Premier volet d’un trilogie annoncée, Bleus, Blancs, Rouges nous replonge dans la France de 1978, où l’on suit le parcours de deux jeunes flics. Un polar politique de 750 pages, nerveux et sans temps mort, qui confirme tout le talent de Benjamin Dierstein.

Pour bien saisir la teneur de l’ambitieux projet auquel a décidé de se consacrer Benjamin Dierstein avec le premier volet d’une trilogie mêlant intrigues policières et politiques, il faut d’abord se plonger dans les dernières pages de ce roman, pour découvrir l’impressionnante bibliographie et somme de documents auxquels s’est référé l’auteur pour écrire Bleus, Blancs, Rouges. Essais, biographies, émissions de radio, films documentaires, coupures de presse, etc., qui lui ont permis de nourrir le scénario de cet impeccable et passionnant polar qui, durant 750 pages, va nous replonger dans la France des années 1978 et 1979.
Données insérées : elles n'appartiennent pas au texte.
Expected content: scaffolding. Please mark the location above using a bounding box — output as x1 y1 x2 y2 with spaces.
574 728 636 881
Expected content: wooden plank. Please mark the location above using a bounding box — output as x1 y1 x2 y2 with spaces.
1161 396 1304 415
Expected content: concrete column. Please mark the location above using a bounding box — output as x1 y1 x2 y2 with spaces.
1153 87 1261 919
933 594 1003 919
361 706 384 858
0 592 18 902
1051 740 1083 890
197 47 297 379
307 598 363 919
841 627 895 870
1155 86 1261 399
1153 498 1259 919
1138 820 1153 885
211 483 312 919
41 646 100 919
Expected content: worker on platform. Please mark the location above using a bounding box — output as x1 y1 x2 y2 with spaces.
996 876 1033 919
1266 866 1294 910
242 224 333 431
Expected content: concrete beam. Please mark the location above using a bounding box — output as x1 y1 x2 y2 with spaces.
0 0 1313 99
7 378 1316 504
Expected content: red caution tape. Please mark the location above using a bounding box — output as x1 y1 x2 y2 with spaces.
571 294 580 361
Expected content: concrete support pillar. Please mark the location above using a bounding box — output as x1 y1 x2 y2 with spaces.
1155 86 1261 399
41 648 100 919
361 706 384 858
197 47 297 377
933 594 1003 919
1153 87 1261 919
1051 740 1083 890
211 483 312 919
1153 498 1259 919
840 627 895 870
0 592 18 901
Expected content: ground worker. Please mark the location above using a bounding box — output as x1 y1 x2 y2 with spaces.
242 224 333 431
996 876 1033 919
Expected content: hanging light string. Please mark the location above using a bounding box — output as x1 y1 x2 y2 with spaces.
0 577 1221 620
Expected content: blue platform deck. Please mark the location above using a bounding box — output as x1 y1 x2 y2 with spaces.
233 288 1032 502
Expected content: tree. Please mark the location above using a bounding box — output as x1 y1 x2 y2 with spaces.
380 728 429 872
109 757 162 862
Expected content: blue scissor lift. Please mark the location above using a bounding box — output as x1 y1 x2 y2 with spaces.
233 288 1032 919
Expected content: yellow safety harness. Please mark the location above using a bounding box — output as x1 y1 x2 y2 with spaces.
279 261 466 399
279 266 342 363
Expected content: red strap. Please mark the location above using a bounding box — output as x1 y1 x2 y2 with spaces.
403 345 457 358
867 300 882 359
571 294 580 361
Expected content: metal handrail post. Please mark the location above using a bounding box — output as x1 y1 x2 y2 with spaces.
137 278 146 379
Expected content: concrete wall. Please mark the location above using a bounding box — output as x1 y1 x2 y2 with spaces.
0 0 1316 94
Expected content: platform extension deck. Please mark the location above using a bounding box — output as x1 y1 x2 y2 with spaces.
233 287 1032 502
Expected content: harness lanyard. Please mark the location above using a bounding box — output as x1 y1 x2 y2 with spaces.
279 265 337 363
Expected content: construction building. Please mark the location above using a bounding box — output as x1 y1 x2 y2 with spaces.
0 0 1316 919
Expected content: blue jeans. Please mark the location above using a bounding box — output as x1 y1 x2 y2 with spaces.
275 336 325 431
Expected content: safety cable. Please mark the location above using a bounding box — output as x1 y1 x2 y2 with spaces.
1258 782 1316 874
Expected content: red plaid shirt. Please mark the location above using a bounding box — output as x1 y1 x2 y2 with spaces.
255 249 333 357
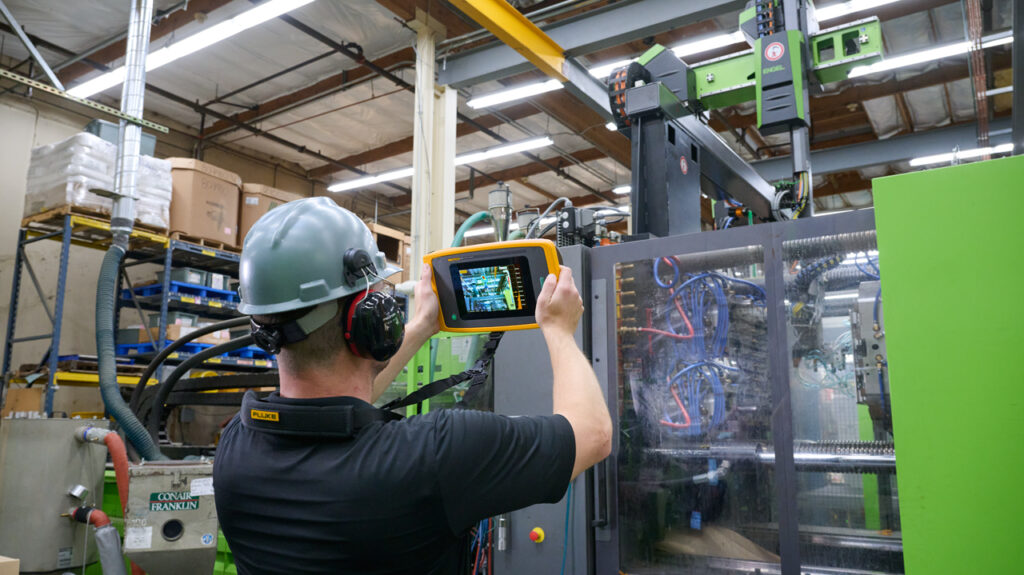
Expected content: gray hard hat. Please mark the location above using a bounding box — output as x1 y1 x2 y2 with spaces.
239 197 401 315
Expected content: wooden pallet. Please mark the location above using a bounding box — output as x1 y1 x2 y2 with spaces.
171 231 242 254
22 204 167 234
14 359 146 383
22 205 168 256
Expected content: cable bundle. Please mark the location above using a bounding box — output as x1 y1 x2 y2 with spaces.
640 257 766 436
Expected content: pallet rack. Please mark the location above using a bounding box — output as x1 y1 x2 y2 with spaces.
3 206 276 416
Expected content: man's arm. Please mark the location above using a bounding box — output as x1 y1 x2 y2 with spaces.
371 264 440 402
537 266 611 479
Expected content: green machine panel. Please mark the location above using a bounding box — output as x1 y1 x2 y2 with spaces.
873 157 1024 575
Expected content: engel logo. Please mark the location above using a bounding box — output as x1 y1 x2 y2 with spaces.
765 42 785 61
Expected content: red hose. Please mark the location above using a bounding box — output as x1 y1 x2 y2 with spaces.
660 386 690 430
100 433 145 575
103 433 128 517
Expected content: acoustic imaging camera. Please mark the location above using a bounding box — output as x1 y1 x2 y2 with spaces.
423 239 561 333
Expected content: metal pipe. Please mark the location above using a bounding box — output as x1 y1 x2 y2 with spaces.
111 0 153 246
36 0 188 76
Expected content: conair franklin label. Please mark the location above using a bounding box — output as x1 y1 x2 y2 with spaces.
150 491 199 512
249 409 281 422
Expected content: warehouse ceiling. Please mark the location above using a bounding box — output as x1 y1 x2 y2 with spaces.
0 0 1012 227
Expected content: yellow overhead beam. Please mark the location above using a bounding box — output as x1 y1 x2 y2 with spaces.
452 0 568 82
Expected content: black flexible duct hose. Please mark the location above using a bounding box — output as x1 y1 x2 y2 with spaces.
96 244 167 461
128 315 249 413
146 334 253 440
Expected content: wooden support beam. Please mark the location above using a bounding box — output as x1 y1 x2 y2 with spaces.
203 48 416 138
394 148 604 206
307 103 541 178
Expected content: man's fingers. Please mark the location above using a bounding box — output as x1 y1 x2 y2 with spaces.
537 273 558 303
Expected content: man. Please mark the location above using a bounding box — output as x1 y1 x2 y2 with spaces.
214 197 611 575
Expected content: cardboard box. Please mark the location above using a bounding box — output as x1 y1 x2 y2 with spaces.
367 222 407 283
0 556 22 575
0 384 103 415
0 380 46 415
150 311 199 327
169 158 242 247
206 270 228 290
238 183 305 246
145 325 231 345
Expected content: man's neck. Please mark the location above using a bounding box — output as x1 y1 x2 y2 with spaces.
280 363 374 403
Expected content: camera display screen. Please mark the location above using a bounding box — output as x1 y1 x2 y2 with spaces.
451 256 536 319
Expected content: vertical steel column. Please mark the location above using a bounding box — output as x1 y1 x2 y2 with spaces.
155 239 177 353
764 225 800 575
43 214 72 411
1013 2 1024 154
783 0 814 218
0 227 26 378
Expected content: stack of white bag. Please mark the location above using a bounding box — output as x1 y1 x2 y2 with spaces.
25 132 171 229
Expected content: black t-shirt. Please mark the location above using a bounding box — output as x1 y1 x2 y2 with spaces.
213 393 575 575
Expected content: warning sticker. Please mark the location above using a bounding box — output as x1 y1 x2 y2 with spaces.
189 477 213 497
57 547 74 569
150 491 199 512
125 527 153 550
765 42 785 61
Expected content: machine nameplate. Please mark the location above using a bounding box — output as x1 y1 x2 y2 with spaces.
150 491 199 512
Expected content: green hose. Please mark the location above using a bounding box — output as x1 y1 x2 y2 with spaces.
452 212 490 248
95 244 167 461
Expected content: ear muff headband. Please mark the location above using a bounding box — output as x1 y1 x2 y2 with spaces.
344 292 406 361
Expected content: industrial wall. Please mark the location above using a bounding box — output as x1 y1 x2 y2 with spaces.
0 89 325 368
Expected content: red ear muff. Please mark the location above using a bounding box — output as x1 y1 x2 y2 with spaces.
345 292 406 361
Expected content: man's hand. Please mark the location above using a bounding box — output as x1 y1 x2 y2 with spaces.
408 264 440 340
537 266 583 337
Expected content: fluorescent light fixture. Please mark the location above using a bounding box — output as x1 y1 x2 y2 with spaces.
672 30 746 58
849 33 1014 78
327 136 555 191
455 136 555 166
849 41 971 78
814 0 899 21
327 168 413 191
910 143 1014 167
466 80 562 108
825 292 857 300
68 0 313 98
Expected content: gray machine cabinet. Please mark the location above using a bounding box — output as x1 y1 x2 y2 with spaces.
0 418 110 572
494 246 592 575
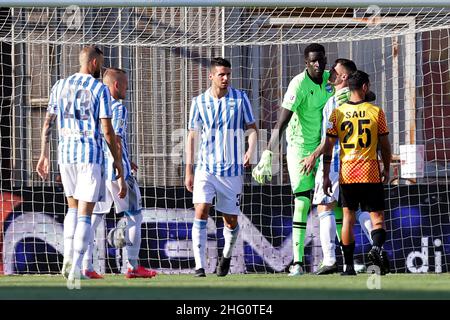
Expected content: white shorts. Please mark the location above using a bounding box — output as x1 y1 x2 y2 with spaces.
59 163 105 202
313 166 339 204
192 170 243 215
94 175 142 214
On y suit, en fil rouge, le parcours de deux jeunes policiers, un homme et une femme, Marco Paolini et Jacqueline Liénard, tous deux fraîchement diplômés de l’école de Police, et qui vont rapidement être confrontés aux plus retentissantes affaires criminelles du moment, dont la traque de l’ennemi public numéro un : Jacques Mesrine.
On fera aussi connaissance avec Robert Vauthier, personnage trouble et ambitieux, mercenaire, barbouze, conseiller pour des chefs d’État, mais aussi patron de la boîte de nuit la plus en vogue de Paris, où se retrouvent toutes les vedettes du showbiz de l’époque. Il y a aussi Jean-Louis Gourvennec, dit Gourv’, un flic infiltré au sein d’un groupe d’extrême gauche radicale, dont la mission consiste à faire tomber les têtes, parmi lesquelles se trouve Pierre Goldman.
On l’aura compris, c’est un roman foisonnant que nous propose là cet auteur, marqué à tout jamais par la lecture de James Ellroy, et qui, comme son auteur fétiche, nous propose un récit dense, dans lequel on croise des tas de personnages, réels ou fictifs, aux côtés desquels on embarque bien volontiers pour revivre la fin de règne de Valéry Giscard d’Estaing, éclaboussée, notamment, par l’affaire des diamants de Bokassa ou le « faux suicide » de Robert Boulin.
Malgré la taille du pavé, on ne s’ennuie pas une seconde dans cette histoire menée tambour battant, dans laquelle les dialogues fusent comme des balles, où les courses poursuites se font en 204 Peugeot, où l’on grignote des Picorette, où les cadors de l’OM s’appellent Marius Trésor et Didier Six, où les femmes sont encore loin d’avoir les mêmes droits que les hommes, admirant Jean-Paul Belmondo et Alain Delon.
Les plus anciens trouveront sans doute dans ce roman, une bonne part de nostalgie, pour se souvenir de cette France de la fin des années 70, qui comme en Allemagne ou en Italie, était gangrénée le terrorisme d’extrême gauche, où la guerre des Polices allait bon train, et où les flics faisaient la Une des journaux, à l’image du fameux commissaire Broussard.
Les plus jeunes, eux, découvriront une époque, avec un contexte politique encore marqué par le colonialisme, où flics et voyous se côtoyaient dans les soirées, où les scandales étaient souvent étouffés… Une France qui prenait peur à chaque fois qu’un nouveau meurtre ou enlèvement était annoncé au 20h de Roger Gicquel.
Benjamin Dierstein qui n’a pas encore sa page Wikipédia – mais avec ce polar exemplaire, les choses pourraient évoluer rapidement –, est né en 1983, et fait partie d’une génération qui n’a pas connu ces années-là. Reconnaissons donc tout le talent et la passion qu’il a mis pour composer ce roman de manière si brillante. On attend avec impatience le second volet de cette trilogie, qui devrait paraître dans un an.